Questo ardito Arco è la parte superstite di una grande grotta che si addentrava nella montagna. I flutti del mare ne ampliarono l'apertura e asportarono i detriti. Dopo il sollevamento dell'Isola in età paleolitica, la grotta fu sottratta all'azione erosiva delle onde ed il vento e la pioggia ne trasformarono la superficie.
Di ritorno dall'Arco Naturale, una scalinata, che si inoltra nella sottostante vallata, conduce alla Grotta di Matermania, grandioso antro naturale trasformato in epoca romana in lussuoso ninfeo.
Oggi rimangono pochi resti murari, originariamente rivestiti con tessere musive in pasta vitrea e decorati con stucchi policromi.

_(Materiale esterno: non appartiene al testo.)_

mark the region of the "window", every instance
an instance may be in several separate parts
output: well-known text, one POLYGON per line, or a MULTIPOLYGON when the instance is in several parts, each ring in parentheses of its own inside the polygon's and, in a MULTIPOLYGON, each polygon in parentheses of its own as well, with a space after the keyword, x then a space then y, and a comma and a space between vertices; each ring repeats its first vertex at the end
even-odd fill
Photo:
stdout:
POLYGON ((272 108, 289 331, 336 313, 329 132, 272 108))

Oltrepassata la grotta, un comodo sentiero, che si snoda lungo i dirupi che costeggiano il mare, conduce alla Via Pizzolungo ed alla Villa Malaparte (o "Casa come me") costruita su Punta Massullo e prosegue sino al Belvedere di Tragara, dal quale, per l'omonima via, tra ville, alberghi e giardini fioriti, si raggiunge il centro in pochi minuti (durata 1 ora e 30 minuti).

Come arrivarci
Da Piazza Umberto I, percorrendo le Vie Longano, Sopramonte e Matermania oppure, sempre da Piazza Umberto I, le vie Le Botteghe, Croce e Matermania.
Tempi: 30 minuti.

N.B. Attualmente l'arco naturale è interessato da lavori di consolidamento, pertanto, dalle aree adiacenti non è molto visibile.
Per una migliore visuale, si suggerisce il percorso alternativo che conduce al pianoro delle noci (via Dentecala).